Unnamed: 0,case_id,pd,segment,segment_default_rate,top_risk_drivers,ai_decision,policy_status,ai_reason,next_step,decision_source,timestamp,model_version,graph_version
0,1452671,0.5319,Review/Reject,0.3418,"['int_rate', 'dti', 'acc_open_past_24mths', 'term', 'home_ownership_RENT']",Reject,Very High Risk,"The PD of 53.19% falls into the 'Very High Risk' category as it is greater than 30%. According to the bank policy, this level of PD indicates a significant risk, and the decision hierarchy suggests that such cases should be rejected unless there are compelling reasons to approve them, which are not present in this case.",Reject the loan application based on the very high risk associated with the PD.,llm,2026-01-16T05:23:46.042506,gpt-4o-mini,1.0.1
1,1452671,0.5319,Review/Reject,0.3418,"['int_rate', 'dti', 'acc_open_past_24mths', 'term', 'home_ownership_RENT']",Manual Review,PD is below 30% and below the segment default rate,"The PD is 26.82%, which is below the 30% threshold, and it is also below the segment default rate of 16.17%. However, the presence of other risk factors (top risk drivers) necessitates a more thorough evaluation.",Conduct a manual review to assess the impact of the top risk drivers on the overall credit risk.,llm,2026-01-16T05:23:49.603085,gpt-4o-mini,1.0.1
2,1452671,0.5319,Review/Reject,0.3418,"['int_rate', 'dti', 'acc_open_past_24mths', 'term', 'home_ownership_RENT']",Approved with Caution,Manual Review,"The PD is below 30% but above the segment default rate, and there are other risk factors present.
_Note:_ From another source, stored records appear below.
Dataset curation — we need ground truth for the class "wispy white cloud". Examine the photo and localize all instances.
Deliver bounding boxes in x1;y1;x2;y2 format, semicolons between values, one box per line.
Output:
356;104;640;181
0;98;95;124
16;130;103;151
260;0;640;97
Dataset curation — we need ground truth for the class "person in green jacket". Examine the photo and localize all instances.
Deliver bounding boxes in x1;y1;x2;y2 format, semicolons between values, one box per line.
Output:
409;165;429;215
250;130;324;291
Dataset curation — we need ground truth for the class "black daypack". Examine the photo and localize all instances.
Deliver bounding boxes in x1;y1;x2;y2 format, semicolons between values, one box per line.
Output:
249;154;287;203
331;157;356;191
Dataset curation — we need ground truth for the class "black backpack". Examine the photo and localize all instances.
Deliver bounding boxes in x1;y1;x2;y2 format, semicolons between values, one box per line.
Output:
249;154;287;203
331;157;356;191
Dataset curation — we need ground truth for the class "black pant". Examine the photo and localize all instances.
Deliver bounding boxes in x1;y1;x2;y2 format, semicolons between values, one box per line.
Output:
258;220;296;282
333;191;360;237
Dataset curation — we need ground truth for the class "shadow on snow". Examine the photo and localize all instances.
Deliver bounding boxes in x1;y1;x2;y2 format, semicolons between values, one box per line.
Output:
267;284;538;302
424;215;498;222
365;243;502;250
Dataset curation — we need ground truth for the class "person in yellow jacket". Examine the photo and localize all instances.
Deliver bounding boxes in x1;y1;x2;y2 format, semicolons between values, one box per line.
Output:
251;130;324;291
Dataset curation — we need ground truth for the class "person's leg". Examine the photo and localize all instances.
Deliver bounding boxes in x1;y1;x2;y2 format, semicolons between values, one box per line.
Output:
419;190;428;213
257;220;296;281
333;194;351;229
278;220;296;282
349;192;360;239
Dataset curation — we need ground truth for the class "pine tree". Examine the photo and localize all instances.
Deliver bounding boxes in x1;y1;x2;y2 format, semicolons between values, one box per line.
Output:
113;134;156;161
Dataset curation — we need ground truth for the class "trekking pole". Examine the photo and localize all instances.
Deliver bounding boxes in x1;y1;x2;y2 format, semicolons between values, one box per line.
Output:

This aligns with the decision logic for 'Approved with Caution'.",Proceed with caution and monitor the loan closely.,llm,2026-01-16T05:23:51.731782,gpt-4o-mini,1.0.1
3,1452671,0.5319,Review/Reject,0.3418,"['int_rate', 'dti', 'acc_open_past_24mths', 'term', 'home_ownership_RENT']",Approved with Caution,Validated,"The PD of 9.96% is below 30% but above the segment default rate of 16.17%. Additionally, there are other risk factors present, which necessitates caution in the approval.",Proceed with caution and monitor the loan closely.,llm,2026-01-16T05:23:53.542929,gpt-4o-mini,1.0.1
4,1452671,0.5319,Review/Reject,0.3418,"['int_rate', 'dti', 'acc_open_past_24mths', 'term', 'home_ownership_RENT']",Manual Review,PD ≥ 30%,"The PD is 36.62%, which is above the 30% threshold, indicating a higher credit risk. However, the decision requires further evaluation due to the presence of other risk factors and the segment default rate being close to the PD.",Conduct a manual review to assess the overall credit risk and determine the appropriate action.,llm,2026-01-16T05:23:57.191657,gpt-4o-mini,1.0.1


# Conclusion

This notebook demonstrates a practical implementation of an LLM-powered Credit Quality Assurance (QA) system that integrates machine learning–based credit risk assessment with bank policy documents through Retrieval-Augmented Generation (RAG). The system combines a transparent, rule-based risk gate with an LLM reasoning layer, ensuring that clearly unacceptable cases are filtered out while more nuanced cases benefit from policy-aware AI support.

Future improvements could include more rigorous evaluation of RAG retrieval quality, additional post-LLM sanity checks, and performance monitoring to further strengthen reliability and compliance.